If you decide you really want to do a translation (and think very carefully before you do decide that!), then I have a few thoughts on how you go about it.

Tools: I have no real recommendations here (since I never translated man-pages). But it's worth mentioning that the Debian French translators use po4a, and see it as very beneficial for their work, especially for facilitating the work of a team of translators.

Other than that, I'd say that you need to:

  • Estimate the time required to translate the 850 pages in man-pages, and decide if you have the necessary number translators who have sufficient time to complete the work.
  • Divide the work up so that your translators can work independently on translations. I suggest you divide the pages up into small, related parcels. For example, the POSIX message queue pages (mq_*) could be a parcel translated by a single translator, or the math man pages could be a parcel translated by a single translator, etc.
  • Come up with a review plan, so that each translation by one member of your team is reviewed by at least one other member.
  • Devise a glossary of terminology, so that you all translate English technical terms ("e.g., shared memory segment") into the same terms in the target language.
  • Plan for ongoing maintenance, so that as the English man pages are updated, then the translated pages are also updated. Don't underestimate the amount of this work!

My suggestion is that if you go forward with a translation project, then:

  • Pick a particular man-pages release -- let's say man-pages-3.x -- and translate all of the pages in that version.
  • When that is completed, you can then update your translation with all of the changes that have occurred in the English original since release man-pages-3.x. I keep fairly detailed changelogs which should assist you during this phase of the work.

I suggest doing things this way since I estimate that trying to do a translation while simultaneously trying to keep up with changes in already translated pages would just prove too difficult.

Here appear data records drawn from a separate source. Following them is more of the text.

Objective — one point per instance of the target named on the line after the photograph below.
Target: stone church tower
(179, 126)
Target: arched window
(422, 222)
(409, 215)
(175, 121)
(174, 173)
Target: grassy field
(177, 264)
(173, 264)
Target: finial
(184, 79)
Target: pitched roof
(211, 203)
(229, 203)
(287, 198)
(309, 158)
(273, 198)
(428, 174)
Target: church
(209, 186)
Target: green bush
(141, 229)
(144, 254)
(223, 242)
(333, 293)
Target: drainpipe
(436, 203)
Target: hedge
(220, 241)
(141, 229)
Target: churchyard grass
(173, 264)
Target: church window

You might decide otherwise.

And finally... did I mention that you should think long and hard before embarking on a translation of man-pages?

[12 Aug 08: minor updates, to point out exactly which sections are in man-pages, and to suggest more appropriate pages to translate, if targeting end users.]

1 comment:

Michael H. said...

Do we have any kind of figures as to which language's translation would have the most benefits for the dev community? I know it might well be impossible to compile that kind of data. Still worth considering though.